Et il serait aisé aux esprits abstraits de retourner contre les autres leurs propres critiques. En fait une métaphore parfaite n’existe pas, une métaphore est toujours et forcément incohérente. Prenons les vers de Victor Hugo que j’ai cités plus haut : un esprit abstrait qui les analysera, comme il aura analysé les vers de Racine, ne sera pas embarrassé pour les déclarer dépourvus de sens et pour fournir des preuves à l’appui de son dire. Essayez consciencieusement d’appliquer à la nuit la métaphore du filet, essayez de vous représenter réellement l’image réalisée, vous serez bientôt arrêté, ou vous verrez un filet avec des poissons, ou vous verrez un ciel sombre avec des étoiles ; mais fondre les deux représentations en une seule n’est pas le fait d’un esprit qui s’apphque et cherche la précision. Si l’on voulait employer contre Victor Hugo les arguments de M. Théodore de Banville, son fidèle admirateur, il serait facile de mettre au défi un peintre de représenter un clairon fait « avec de l’équité condensée en airain » et qui nous est ainsi dépeint :

Sa dimension vague, ineffable, spectrale,
Sortant de l’éternel, entrait dans l’absolu.
Pour pouvoir mesurer ce tube, il eût fallu
Prendre la toise au fond du rêve, et la coudée
Dans la profondeur trouble et sombre de l’idée ;
Un de ses bouts touchait le bien, l’autre le mal ;
Et sa longueur allait de l’homme à l’animal,
Quoiqu’on ne vît point là d’animal et point d’homme ;
Couché sur terre, il eût joint Eden à Sodome[1].
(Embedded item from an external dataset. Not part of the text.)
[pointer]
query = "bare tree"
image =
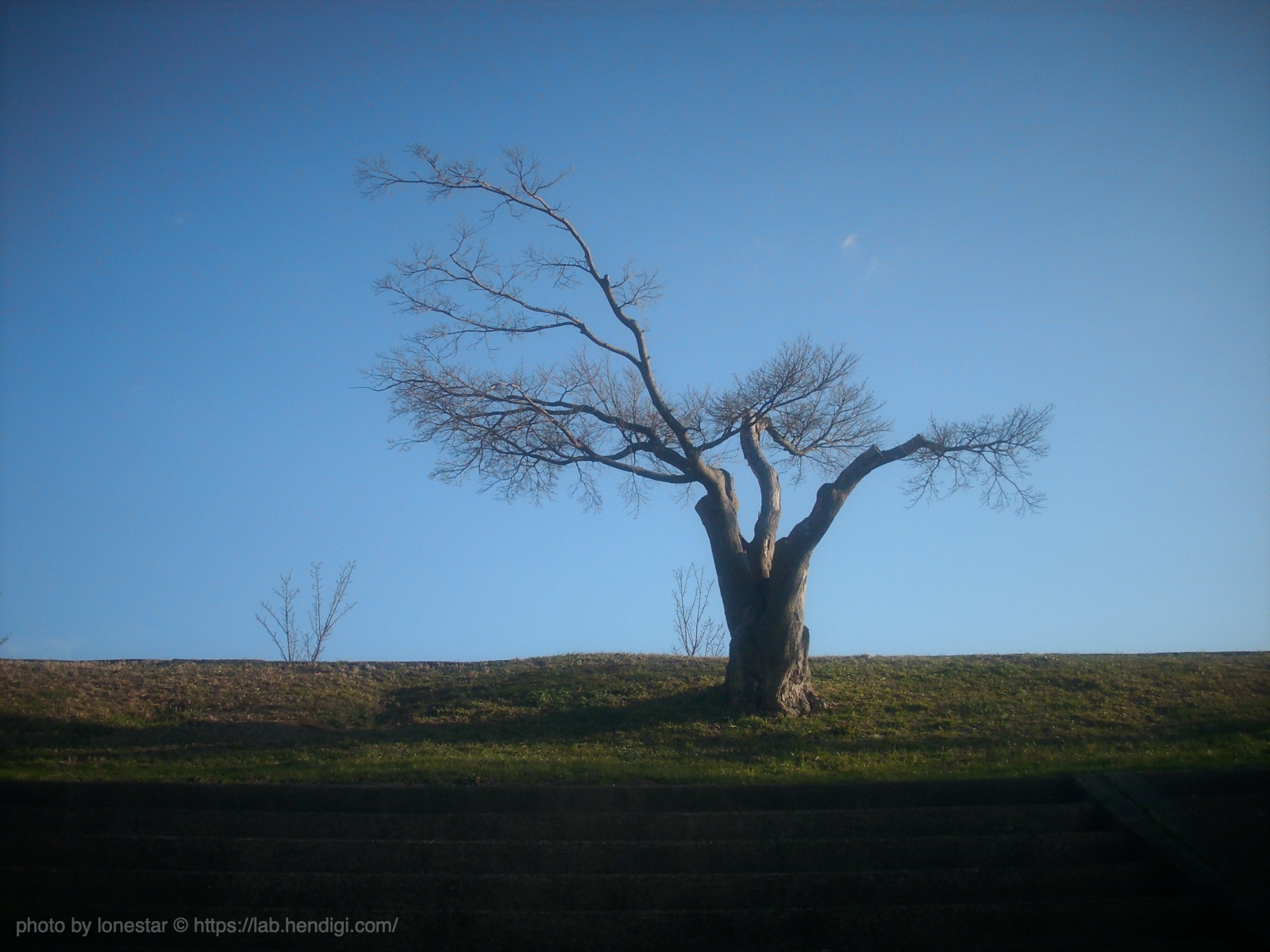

Ces critiques prouveraient surtout que l’on ne comprend pas la poésie de Hugo, mais elles peuvent nous servir à faire un pas de plus dans notre analyse psychologique. Pour l’esprit qui se fait volontiers des représentations concrètes, qui matérialise les idées, qui leur donne un corps, qui les incarne spontanément dans un système d’images, toutes ces images n’ont pas la même valeur, ni la

  1. Victor Hugo, la Légende des siècles : la Trompette du jugement.